When he dived again, the sea rippled and rippled. And stilled.

“I saw a whale. I’m just sitting here eating a PB&J, and I saw a whale.”

Then she cursed herself for not grabbing her phone and getting a picture.

“Next time.”

She slipped a hand into her pocket, closed it around her phone in case it happened again. She waited until she had to admit it was just too cold to sit on a rock wall hoping to see another whale.

She didn’t see the shadow at the window again, and the door didn’t give her any trouble.

“Progress. Settling in.” She studied the portrait as she took off her boots.

“I read about you last night. About you and your Collin, and the crazy bitch who stabbed you. Hester Dobbs. Killed him, too, when you think about it, since he hanged himself, apparently because he couldn’t live without you.”

As she went to hang up her coat, Taylor Swift’s “Lover” played in the library.

“I’m getting used to that.”

She spent the rest of the day on Anna’s project, shifted briefly to start on a mood board for the next client.

And the evening reading a bit more Poole family history.

It seemed Hester Dobbs escaped from her cell shortly before she was to be hanged for Astrid Poole’s murder, only to leap to her death from the seawall at the manor after Collin Poole’s suicide.

Various tools of witchcraft were found in her cabin.

“That’s cheerful.”

She turned to Connor, Collin’s twin, who’d inherited the manor at his brother’s death.

And by all accounts had lived a happy life, from childhood, through his own marriage—with a big ugly murder and suicide in there. He, too, had expanded the manor, and the business, while producing five children.

One of which, she noted, had died on her wedding day.

Just creepy.

Yet he’d died at the age of seventy-two, in his own bed, surrounded by his wife, their surviving children, and his grandchildren.

She decided to end the night’s reading on that happy note.

She then binge-watched three episodes of a new Netflix series and called it a night.

“Situation normal,” she murmured as she slipped into bed, and into sleep.

The clock chiming three didn’t wake her, nor did the creaks of doors, or the drifting music, or a woman’s heartbroken sobs.

PART TWO

The Manor

All houses wherein men have lived and died

are haunted houses.

—Henry Wadsworth Longfellow, “Haunted Houses”

Chapter Eleven

She rolled through the next few days. Maybe she used tunnel vision more than once, but she rolled through. And with the start-up catering company having signed the contract, she had plenty to roll through.

On a Saturday morning, armed with her phone and a flashlight—just in case—she went through the servants’ passageway. The stairs creaked on the way down, but the light showed the way, so she stuck the flashlight in her back pocket.

She couldn’t imagine herself sitting alone in the media room. Not that it wasn’t nice, she observed as she wandered it. Cozy in its way, with big, comfortable chairs and a huge screen.

He’d even put in a little bar. Maybe he’d stocked it with drinks and snacks.

Had Collin sat there, alone in the big, empty house, going into the worlds on-screen? Had he laughed at comedies, felt his pulse quicken at a thriller?

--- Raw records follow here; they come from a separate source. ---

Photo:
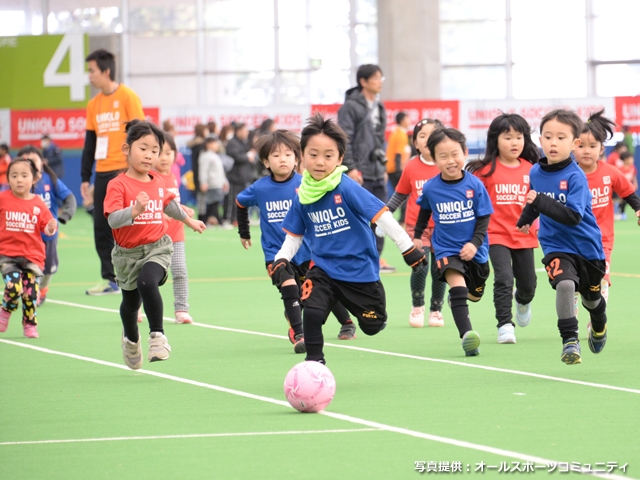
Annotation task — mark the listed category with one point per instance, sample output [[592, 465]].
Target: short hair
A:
[[365, 72], [268, 143], [441, 134], [136, 129], [104, 60], [567, 117], [318, 125]]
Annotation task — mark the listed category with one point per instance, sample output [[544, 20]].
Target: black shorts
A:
[[365, 301], [586, 274], [51, 261], [475, 274]]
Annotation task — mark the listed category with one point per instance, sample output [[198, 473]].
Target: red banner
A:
[[65, 127], [628, 113]]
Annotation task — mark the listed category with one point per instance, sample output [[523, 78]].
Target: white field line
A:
[[347, 418], [391, 354], [194, 435]]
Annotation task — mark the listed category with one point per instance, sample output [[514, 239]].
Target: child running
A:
[[175, 230], [415, 174], [604, 180], [504, 171], [134, 207], [569, 235], [23, 218], [62, 205], [280, 154], [461, 208], [334, 214]]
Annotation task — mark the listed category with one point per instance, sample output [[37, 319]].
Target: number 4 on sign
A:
[[76, 79]]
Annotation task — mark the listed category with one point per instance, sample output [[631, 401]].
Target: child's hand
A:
[[51, 227], [142, 200], [195, 225], [531, 196], [468, 251]]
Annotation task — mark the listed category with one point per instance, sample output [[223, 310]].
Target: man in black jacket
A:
[[363, 118]]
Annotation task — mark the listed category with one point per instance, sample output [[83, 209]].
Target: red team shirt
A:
[[175, 228], [149, 226], [508, 187], [414, 176], [21, 222]]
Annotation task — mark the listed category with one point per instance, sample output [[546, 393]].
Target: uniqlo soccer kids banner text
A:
[[44, 71]]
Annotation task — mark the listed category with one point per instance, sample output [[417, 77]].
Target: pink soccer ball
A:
[[309, 387]]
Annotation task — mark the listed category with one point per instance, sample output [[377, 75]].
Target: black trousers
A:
[[102, 233], [509, 264]]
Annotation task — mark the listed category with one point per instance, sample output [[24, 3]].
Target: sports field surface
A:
[[406, 399]]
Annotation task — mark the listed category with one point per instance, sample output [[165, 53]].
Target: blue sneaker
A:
[[105, 287], [571, 352], [470, 343], [597, 340]]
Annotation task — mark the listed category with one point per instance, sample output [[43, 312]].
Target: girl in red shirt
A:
[[415, 174], [504, 171], [23, 217], [135, 205], [604, 180]]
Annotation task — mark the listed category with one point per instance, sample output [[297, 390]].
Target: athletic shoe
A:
[[159, 348], [597, 340], [523, 313], [298, 345], [131, 353], [435, 319], [470, 343], [183, 317], [506, 334], [347, 331], [30, 330], [42, 296], [105, 287], [4, 319], [416, 318], [571, 352]]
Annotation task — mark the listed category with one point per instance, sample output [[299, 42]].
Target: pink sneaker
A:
[[4, 319], [30, 330], [435, 319], [183, 317]]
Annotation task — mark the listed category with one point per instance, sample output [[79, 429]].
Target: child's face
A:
[[21, 179], [557, 141], [421, 140], [588, 151], [510, 145], [321, 156], [142, 153], [450, 159], [281, 161]]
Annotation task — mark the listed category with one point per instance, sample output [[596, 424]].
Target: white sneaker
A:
[[132, 353], [159, 348], [435, 319], [506, 334], [183, 317], [416, 319], [523, 313]]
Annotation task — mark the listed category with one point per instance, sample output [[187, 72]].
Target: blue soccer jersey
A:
[[570, 187], [274, 200], [455, 208], [52, 195], [338, 229]]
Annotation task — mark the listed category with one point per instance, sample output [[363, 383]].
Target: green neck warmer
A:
[[312, 190]]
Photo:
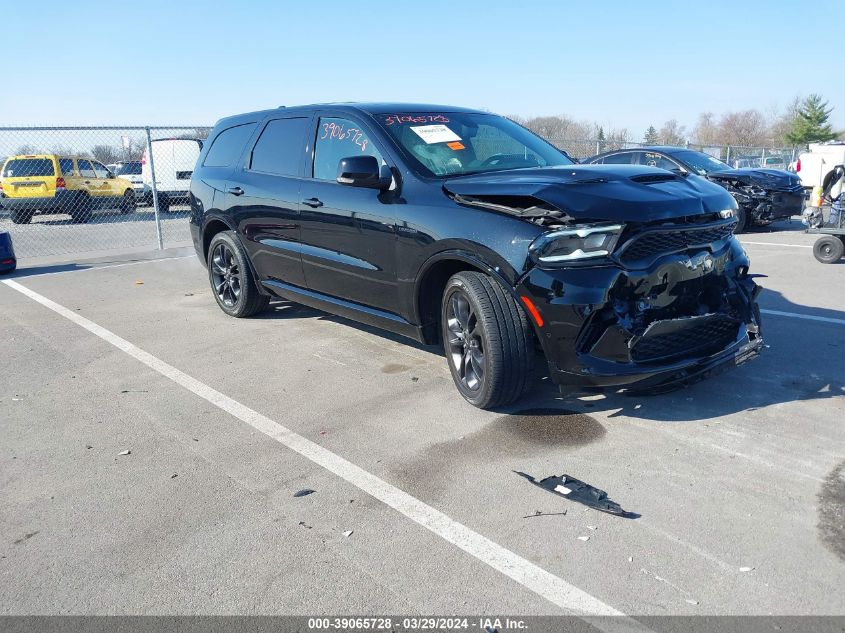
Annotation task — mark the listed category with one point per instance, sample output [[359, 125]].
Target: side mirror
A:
[[361, 171]]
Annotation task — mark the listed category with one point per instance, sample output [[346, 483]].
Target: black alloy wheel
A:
[[828, 249]]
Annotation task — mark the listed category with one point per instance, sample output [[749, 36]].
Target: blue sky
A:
[[622, 64]]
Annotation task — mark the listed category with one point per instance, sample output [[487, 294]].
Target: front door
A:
[[348, 238]]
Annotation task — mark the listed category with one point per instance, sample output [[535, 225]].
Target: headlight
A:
[[576, 243]]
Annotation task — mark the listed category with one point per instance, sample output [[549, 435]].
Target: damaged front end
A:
[[765, 195]]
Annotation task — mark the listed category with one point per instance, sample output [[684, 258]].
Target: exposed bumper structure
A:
[[7, 253], [676, 320]]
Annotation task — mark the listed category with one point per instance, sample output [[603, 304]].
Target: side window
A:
[[658, 160], [626, 158], [227, 146], [100, 170], [85, 169], [66, 167], [337, 139], [280, 149]]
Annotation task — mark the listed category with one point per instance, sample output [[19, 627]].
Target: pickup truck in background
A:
[[816, 163]]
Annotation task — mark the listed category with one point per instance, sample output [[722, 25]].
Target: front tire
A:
[[742, 221], [82, 210], [487, 340], [828, 249], [231, 279]]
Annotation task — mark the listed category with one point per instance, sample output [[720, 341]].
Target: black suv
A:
[[453, 225]]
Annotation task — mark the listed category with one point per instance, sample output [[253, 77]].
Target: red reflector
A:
[[532, 310]]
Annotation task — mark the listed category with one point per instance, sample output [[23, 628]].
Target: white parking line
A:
[[776, 244], [531, 576], [807, 317]]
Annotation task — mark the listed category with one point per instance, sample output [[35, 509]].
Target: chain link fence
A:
[[91, 189], [78, 190]]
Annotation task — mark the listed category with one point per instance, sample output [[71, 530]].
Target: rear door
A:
[[348, 233], [263, 197]]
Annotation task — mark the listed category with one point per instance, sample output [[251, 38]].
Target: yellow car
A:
[[48, 183]]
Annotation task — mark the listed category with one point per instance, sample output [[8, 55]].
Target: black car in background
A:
[[461, 227], [763, 195]]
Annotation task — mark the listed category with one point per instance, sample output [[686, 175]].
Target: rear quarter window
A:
[[23, 167], [227, 146]]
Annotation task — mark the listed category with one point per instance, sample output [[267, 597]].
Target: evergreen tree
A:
[[811, 122]]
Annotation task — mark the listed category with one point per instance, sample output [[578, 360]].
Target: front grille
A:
[[649, 244], [665, 339]]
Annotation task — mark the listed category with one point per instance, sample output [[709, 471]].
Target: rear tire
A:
[[828, 249], [127, 205], [487, 340], [21, 217], [231, 278]]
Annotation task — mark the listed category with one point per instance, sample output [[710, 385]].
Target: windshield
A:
[[457, 143], [701, 163], [132, 168]]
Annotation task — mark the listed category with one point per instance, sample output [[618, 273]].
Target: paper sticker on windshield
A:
[[435, 133]]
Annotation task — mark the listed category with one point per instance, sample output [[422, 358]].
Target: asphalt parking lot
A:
[[737, 481]]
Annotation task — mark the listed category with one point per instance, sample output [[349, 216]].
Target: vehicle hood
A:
[[615, 193], [776, 179]]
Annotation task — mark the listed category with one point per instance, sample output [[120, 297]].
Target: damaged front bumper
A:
[[676, 320]]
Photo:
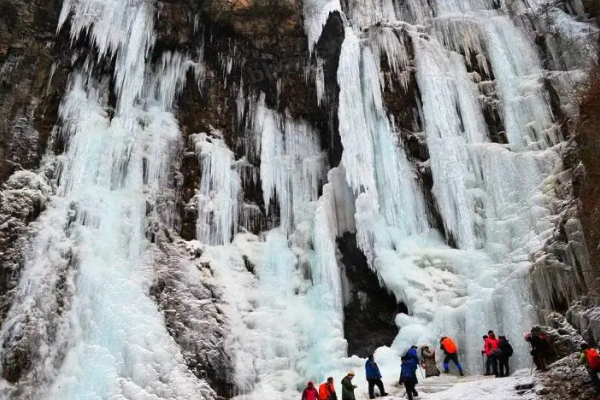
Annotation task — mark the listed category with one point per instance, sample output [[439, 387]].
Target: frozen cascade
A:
[[219, 188], [284, 288], [109, 340], [293, 166], [494, 199]]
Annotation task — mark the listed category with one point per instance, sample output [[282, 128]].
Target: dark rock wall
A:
[[370, 310], [32, 80]]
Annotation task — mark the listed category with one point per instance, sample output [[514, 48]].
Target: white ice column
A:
[[219, 189]]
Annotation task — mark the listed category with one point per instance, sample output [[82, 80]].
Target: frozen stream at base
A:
[[102, 336]]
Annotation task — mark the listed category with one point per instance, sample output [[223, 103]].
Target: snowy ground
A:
[[451, 387]]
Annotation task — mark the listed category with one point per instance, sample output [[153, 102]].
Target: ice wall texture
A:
[[457, 255], [495, 196], [102, 336]]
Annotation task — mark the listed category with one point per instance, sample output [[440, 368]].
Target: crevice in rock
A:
[[370, 310]]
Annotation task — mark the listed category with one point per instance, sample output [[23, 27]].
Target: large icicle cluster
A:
[[458, 258], [85, 278]]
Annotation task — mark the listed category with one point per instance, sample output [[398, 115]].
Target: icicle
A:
[[354, 129]]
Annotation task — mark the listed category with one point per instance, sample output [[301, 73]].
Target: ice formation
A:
[[105, 337], [284, 289]]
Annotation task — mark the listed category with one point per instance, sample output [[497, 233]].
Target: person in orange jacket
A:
[[310, 392], [327, 391], [451, 350]]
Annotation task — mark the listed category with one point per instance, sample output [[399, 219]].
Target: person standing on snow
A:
[[506, 352], [540, 348], [487, 365], [348, 387], [408, 376], [310, 392], [451, 350], [491, 346], [428, 360], [374, 377], [327, 391], [412, 353], [591, 359]]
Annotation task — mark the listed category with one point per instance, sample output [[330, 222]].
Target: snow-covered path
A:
[[450, 387]]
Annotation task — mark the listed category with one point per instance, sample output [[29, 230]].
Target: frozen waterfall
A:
[[106, 339], [457, 254]]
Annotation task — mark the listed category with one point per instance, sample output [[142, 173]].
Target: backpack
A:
[[593, 359]]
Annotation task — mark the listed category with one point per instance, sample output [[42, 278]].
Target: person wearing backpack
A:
[[310, 392], [591, 359], [374, 378], [451, 350], [540, 348], [506, 351], [327, 391], [490, 346], [408, 376], [348, 387]]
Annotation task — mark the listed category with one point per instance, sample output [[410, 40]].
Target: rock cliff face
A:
[[251, 48]]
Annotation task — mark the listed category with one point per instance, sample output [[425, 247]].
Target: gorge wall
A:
[[245, 65]]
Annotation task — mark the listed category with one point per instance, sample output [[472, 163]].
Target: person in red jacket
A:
[[310, 392], [490, 347], [327, 391]]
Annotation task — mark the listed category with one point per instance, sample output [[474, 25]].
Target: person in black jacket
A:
[[505, 351], [540, 348]]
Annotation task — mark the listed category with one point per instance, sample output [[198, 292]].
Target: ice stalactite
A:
[[495, 200], [86, 271], [220, 186], [292, 165]]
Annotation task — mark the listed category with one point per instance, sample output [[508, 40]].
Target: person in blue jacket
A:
[[374, 377], [408, 376]]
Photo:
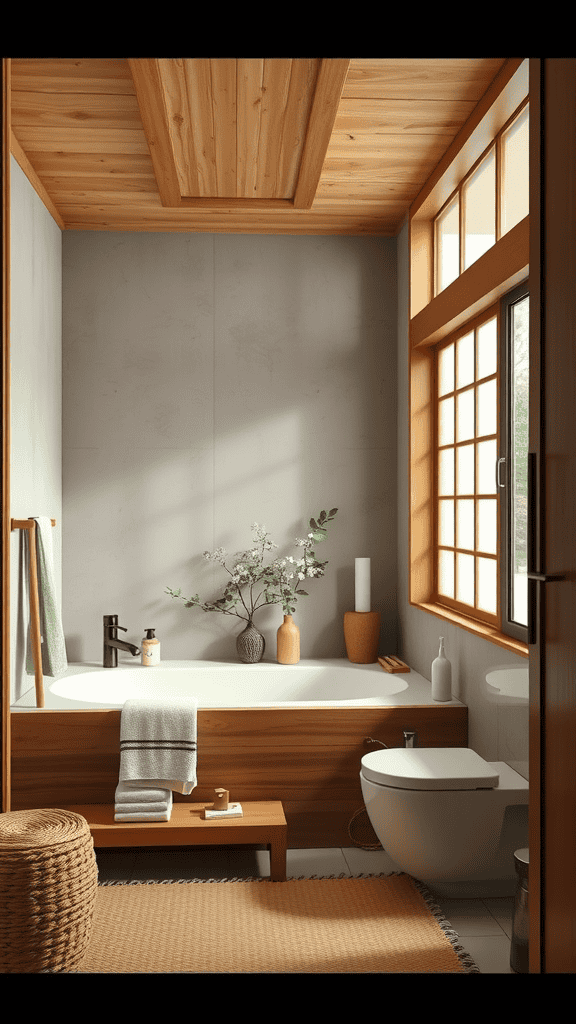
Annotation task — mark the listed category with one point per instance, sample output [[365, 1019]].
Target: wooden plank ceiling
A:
[[283, 145]]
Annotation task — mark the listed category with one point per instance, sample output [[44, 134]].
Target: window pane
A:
[[446, 422], [447, 242], [519, 456], [464, 524], [446, 530], [464, 360], [465, 469], [446, 370], [479, 197], [487, 590], [446, 472], [487, 525], [486, 468], [515, 173], [487, 338], [464, 588], [486, 404], [464, 415], [446, 573]]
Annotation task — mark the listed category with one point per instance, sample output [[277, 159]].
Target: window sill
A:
[[472, 626]]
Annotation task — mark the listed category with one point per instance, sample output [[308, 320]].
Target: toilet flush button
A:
[[429, 768]]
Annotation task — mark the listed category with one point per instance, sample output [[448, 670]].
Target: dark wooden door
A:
[[552, 561]]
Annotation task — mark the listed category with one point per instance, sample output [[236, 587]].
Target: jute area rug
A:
[[374, 924]]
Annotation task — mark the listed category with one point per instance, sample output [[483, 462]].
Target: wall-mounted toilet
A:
[[447, 816]]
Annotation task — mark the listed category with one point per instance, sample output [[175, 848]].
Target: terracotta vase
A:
[[250, 644], [362, 635], [288, 642]]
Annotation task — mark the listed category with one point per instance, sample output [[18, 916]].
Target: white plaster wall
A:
[[36, 394], [210, 382], [498, 724]]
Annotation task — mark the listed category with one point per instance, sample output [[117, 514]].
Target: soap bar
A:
[[233, 811], [394, 664]]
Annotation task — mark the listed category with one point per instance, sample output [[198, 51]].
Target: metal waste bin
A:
[[519, 947]]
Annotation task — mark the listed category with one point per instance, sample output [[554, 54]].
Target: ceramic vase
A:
[[250, 644], [288, 642], [362, 636]]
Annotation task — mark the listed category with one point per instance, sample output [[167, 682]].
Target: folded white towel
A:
[[125, 794], [158, 744], [145, 811], [54, 659]]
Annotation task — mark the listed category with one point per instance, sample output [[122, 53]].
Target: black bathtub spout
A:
[[112, 644]]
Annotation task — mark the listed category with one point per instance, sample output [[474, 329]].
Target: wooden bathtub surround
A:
[[309, 758], [262, 824]]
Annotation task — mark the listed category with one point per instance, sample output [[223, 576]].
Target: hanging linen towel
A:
[[54, 659], [141, 805], [158, 744]]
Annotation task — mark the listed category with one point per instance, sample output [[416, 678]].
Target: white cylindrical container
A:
[[442, 676], [362, 584], [151, 648]]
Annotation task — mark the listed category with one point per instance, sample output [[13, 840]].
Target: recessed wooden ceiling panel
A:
[[263, 145]]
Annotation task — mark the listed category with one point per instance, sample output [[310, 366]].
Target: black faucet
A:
[[112, 644]]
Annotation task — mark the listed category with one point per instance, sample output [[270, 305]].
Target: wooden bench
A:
[[262, 823]]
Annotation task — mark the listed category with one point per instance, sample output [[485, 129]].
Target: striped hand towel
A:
[[54, 660], [158, 744]]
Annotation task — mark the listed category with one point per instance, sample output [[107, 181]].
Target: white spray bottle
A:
[[442, 676], [151, 648]]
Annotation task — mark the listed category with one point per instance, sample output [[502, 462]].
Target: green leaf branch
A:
[[254, 584]]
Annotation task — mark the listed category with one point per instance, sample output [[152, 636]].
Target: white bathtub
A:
[[222, 684]]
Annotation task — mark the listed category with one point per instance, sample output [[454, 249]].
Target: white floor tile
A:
[[502, 911], [320, 862], [469, 916], [368, 861], [491, 953]]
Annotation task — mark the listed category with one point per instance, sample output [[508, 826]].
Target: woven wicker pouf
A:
[[48, 881]]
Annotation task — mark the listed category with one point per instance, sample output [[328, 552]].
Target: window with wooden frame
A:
[[488, 202], [466, 563], [481, 467], [461, 532]]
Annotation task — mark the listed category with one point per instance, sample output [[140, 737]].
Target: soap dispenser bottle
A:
[[151, 648], [442, 676]]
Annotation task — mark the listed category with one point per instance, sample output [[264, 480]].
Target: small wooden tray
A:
[[393, 664]]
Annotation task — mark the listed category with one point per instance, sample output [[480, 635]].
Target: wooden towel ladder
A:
[[30, 524]]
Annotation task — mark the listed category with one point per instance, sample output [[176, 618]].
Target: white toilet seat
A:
[[429, 768]]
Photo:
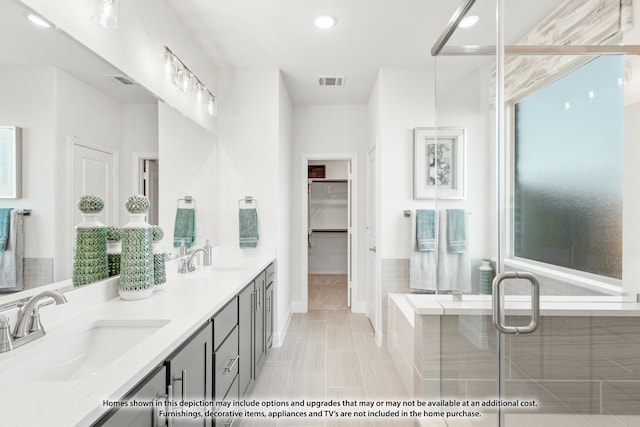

Had he munched on popcorn and watched old favorites as she often did?

So odd, she thought, to have never known him, and see clearly they’d had things in common. A love and talent for art, a love of stories—books, movies. An appreciation for rambling old houses steeped in history and character.

Would the brothers, if they’d had the chance, have bonded? Would there have been shared holidays? Family jokes?

The longer she lived in the house, the more she thought yes. She’d never know for certain, but she felt yes. They’d have become family, even if they’d met as grown men.